Community invitational events are marked with the name of their community in event lists and appear as locked events to all non-community-members.
The information above was added on December 1, 2021. The original post from November 10, 2021 is copied below for context.
It has always been the goal of Longshanks to bring players together by making it easier for tournament organizers to host events and easier for players to find them. We also strive to encourage friendly competition by giving players tools to investigate their opponents, observe the wider gaming community, and analyze their own strengths and weaknesses. Today we release a new feature that aims to help with both of these goals.
Player communities are collections of one or more players created created by users to represent local game stores, gaming clubs, or any other collection of players and/or event organizers with similar interests. Communities have features to serve a few different purposes.

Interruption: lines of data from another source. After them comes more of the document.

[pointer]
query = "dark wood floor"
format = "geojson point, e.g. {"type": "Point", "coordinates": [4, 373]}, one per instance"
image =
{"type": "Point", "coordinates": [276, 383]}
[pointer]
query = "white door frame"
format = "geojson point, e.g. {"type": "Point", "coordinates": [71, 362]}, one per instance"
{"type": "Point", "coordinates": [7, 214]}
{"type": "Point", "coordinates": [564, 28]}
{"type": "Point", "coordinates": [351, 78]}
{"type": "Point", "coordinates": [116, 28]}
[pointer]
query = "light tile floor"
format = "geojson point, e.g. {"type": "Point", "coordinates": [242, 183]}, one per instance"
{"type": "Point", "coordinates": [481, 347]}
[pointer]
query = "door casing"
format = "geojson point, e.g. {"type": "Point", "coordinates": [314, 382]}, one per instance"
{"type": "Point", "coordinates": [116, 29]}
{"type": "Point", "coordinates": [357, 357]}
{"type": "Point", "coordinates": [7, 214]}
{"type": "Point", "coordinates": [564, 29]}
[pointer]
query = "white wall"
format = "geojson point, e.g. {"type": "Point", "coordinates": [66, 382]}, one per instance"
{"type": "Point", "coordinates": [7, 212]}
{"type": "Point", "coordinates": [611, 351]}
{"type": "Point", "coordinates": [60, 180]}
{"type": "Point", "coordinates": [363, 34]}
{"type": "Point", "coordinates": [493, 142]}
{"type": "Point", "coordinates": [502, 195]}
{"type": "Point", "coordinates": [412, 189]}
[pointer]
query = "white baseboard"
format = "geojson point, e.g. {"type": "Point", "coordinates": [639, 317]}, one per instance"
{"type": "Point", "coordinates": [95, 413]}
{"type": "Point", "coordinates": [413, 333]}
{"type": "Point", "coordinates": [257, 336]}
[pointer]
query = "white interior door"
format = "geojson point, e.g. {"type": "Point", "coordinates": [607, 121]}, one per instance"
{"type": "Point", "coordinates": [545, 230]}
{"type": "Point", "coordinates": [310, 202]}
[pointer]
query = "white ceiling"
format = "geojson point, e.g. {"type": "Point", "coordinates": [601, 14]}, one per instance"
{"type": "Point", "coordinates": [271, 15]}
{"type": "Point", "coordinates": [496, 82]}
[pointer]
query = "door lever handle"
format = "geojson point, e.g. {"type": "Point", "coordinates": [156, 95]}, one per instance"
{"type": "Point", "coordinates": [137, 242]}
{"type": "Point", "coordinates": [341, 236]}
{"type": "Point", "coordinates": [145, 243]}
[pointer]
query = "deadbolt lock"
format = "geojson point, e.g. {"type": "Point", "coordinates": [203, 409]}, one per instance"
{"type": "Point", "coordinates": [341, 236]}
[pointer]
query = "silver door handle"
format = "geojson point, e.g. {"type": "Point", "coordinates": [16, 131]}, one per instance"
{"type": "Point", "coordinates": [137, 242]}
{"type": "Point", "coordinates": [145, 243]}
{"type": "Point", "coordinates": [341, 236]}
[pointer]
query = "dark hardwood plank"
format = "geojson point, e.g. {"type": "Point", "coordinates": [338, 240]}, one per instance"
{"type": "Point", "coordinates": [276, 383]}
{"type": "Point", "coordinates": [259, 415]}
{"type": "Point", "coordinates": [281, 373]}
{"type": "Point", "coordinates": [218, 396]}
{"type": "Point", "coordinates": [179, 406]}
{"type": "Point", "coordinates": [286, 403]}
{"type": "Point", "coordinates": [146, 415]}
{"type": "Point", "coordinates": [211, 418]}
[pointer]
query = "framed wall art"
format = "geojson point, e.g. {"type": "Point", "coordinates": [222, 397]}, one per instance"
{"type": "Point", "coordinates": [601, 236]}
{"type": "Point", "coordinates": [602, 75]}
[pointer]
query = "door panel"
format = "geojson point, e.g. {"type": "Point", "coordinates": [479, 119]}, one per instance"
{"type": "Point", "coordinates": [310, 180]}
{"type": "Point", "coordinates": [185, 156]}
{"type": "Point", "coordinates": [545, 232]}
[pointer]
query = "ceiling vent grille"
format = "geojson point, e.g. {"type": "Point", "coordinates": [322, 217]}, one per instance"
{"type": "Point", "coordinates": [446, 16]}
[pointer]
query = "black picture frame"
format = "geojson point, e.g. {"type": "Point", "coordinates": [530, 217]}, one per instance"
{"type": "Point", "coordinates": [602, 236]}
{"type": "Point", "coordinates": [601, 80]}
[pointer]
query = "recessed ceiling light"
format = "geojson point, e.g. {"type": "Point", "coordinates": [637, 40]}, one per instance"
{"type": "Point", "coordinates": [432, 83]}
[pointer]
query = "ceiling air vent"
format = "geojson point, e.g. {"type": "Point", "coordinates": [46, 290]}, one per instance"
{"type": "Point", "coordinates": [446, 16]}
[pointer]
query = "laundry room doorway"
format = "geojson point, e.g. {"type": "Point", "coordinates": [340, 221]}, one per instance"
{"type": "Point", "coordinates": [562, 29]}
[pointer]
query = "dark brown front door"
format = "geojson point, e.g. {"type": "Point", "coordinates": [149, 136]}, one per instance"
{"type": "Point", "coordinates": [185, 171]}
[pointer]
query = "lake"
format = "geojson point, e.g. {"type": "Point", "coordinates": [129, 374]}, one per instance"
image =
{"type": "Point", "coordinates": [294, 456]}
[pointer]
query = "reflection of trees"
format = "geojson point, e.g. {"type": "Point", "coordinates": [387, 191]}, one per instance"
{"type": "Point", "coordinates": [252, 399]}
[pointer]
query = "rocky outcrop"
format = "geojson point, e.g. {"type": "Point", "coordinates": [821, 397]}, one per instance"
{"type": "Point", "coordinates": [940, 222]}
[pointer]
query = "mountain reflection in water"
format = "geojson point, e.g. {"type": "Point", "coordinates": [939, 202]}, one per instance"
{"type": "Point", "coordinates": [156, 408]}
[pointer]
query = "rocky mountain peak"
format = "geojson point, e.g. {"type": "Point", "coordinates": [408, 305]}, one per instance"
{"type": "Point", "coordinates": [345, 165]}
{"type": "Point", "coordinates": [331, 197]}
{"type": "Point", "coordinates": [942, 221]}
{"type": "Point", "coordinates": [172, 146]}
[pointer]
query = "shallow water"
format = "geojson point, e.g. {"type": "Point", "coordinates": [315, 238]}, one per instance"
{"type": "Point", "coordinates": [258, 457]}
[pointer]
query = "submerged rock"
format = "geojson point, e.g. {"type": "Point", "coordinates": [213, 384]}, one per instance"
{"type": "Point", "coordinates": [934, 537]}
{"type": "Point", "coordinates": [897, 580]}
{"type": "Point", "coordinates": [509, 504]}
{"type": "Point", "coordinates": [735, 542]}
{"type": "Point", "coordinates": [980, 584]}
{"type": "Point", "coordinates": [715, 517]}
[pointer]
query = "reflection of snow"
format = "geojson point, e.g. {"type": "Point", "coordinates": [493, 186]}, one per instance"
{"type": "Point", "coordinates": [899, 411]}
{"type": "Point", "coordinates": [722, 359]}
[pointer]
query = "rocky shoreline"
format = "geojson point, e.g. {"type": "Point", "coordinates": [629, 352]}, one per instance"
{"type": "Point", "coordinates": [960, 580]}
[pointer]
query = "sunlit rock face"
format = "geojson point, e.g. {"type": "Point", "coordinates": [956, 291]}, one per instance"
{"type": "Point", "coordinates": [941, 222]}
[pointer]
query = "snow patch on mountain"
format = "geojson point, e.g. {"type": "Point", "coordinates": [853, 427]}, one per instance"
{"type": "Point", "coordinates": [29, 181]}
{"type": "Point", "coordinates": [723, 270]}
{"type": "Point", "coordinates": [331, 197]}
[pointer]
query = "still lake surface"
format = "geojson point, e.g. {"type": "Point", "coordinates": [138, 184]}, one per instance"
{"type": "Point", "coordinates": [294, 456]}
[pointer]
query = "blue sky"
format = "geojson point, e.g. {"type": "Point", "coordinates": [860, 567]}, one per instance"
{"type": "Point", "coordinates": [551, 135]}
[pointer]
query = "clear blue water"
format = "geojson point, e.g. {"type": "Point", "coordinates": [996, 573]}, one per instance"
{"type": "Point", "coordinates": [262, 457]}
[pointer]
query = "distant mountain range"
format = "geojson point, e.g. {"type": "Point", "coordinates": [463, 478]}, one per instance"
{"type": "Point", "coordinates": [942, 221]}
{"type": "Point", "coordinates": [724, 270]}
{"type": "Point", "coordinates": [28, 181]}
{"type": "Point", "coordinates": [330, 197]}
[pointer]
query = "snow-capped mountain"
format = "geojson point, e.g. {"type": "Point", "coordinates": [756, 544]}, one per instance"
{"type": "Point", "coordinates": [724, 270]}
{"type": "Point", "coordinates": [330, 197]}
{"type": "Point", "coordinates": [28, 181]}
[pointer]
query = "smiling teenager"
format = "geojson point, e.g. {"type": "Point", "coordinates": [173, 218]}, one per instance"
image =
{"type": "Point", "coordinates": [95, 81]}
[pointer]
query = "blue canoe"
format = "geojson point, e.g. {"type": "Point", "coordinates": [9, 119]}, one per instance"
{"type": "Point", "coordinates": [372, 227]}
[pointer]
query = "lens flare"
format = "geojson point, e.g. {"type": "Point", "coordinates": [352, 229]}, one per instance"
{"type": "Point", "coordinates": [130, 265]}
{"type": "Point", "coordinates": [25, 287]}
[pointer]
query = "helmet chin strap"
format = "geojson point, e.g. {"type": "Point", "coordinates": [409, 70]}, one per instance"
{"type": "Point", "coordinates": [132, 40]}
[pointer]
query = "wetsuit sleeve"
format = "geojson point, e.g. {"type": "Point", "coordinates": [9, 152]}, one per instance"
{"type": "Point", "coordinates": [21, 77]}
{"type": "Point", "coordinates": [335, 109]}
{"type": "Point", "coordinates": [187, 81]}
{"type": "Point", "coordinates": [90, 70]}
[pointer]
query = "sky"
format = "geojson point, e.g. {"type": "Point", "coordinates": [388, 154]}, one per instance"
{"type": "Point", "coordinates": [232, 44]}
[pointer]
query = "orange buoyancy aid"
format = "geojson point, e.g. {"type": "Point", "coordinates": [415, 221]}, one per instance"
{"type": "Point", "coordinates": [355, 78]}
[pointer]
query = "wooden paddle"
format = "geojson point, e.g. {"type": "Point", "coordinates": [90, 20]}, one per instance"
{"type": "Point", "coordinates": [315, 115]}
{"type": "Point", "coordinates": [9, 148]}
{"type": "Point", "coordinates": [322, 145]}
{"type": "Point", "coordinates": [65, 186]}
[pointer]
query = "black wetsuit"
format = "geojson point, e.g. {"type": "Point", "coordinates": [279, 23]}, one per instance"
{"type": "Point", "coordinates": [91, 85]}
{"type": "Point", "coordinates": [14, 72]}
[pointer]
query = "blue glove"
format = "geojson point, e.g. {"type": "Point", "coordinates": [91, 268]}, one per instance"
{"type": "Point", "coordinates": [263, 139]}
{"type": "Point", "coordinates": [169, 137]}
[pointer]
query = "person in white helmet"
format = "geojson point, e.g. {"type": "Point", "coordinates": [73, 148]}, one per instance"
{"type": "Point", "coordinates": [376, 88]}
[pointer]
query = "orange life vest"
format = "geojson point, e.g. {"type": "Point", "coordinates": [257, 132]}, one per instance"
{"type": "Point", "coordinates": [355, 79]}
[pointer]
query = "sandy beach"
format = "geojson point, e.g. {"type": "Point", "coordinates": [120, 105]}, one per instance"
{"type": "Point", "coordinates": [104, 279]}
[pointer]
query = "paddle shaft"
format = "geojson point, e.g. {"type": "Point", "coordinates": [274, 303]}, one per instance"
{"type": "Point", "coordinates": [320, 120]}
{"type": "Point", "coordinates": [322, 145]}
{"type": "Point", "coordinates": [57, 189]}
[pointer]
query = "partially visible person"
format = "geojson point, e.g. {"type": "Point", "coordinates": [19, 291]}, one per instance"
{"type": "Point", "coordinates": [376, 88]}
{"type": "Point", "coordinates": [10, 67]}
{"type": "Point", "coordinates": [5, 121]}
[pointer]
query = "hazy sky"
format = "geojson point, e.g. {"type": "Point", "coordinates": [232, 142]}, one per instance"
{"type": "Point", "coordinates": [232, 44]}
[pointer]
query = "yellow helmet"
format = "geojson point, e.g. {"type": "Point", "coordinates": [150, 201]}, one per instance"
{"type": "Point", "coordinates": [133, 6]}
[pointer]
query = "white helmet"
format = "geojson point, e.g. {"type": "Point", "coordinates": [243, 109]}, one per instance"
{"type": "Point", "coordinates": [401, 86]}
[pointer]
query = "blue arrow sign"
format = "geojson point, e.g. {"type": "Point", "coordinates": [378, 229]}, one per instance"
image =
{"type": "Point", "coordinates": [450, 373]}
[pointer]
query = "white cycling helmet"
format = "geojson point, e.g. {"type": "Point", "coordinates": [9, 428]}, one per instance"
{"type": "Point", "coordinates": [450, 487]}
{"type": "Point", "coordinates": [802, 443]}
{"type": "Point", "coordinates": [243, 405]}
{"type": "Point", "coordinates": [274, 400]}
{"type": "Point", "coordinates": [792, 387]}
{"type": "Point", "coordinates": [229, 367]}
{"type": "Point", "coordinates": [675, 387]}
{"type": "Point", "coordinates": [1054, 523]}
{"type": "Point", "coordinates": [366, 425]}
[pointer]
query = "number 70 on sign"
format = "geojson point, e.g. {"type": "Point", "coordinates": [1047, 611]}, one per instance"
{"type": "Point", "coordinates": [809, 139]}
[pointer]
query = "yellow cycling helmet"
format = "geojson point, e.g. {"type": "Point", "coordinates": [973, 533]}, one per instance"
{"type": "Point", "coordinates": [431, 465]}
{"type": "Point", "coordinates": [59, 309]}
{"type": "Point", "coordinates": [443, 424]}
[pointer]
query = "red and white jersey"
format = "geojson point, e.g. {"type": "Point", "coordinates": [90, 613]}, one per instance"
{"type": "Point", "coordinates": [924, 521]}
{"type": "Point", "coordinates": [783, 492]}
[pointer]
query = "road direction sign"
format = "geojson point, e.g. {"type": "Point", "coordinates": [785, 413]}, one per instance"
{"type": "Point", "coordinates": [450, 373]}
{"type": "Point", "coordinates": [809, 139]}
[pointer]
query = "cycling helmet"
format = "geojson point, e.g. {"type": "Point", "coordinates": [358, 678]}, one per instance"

Player communities have been a long time coming. We're excited to see what you do with them!
See the player communities page
Rather than having a single person (or two people) host an event, player communities may host events as a group. This has two important effects:
Displaying a group name instead of one person can make it easier for players to find and recognize events by showing them a name they are more likely to recognize and by using the same host name for each event even if different people are doing the work of hosting those events.
This can be useful for game stores, gaming clubs, convention organizers, or anyone else who wishes to create events under a group name and have multiple event organizers.
Groups of players can use a customized Statistics page that uses game data from only their members to keep track of how well their members are playing as a group. They can also encourage in-group competition using a members-only ranking page to see who's on top of the community.
A local game store that hosts a variety of events can set up a community made up of their employees. By doing this, they can host all their events under the store name while still allowing different employees to manage each event.
Organizers may want multiple people to be able to manage the large tournaments at a gaming convention. By creating up a community of the convention staff, all those events can still be hosted by the game convention rather than by individual staff members.
A regional gaming club community can help prepare for high-profile events by using their community-specific statistics page to analyze their strengths and weaknesses with various factions and scenarios.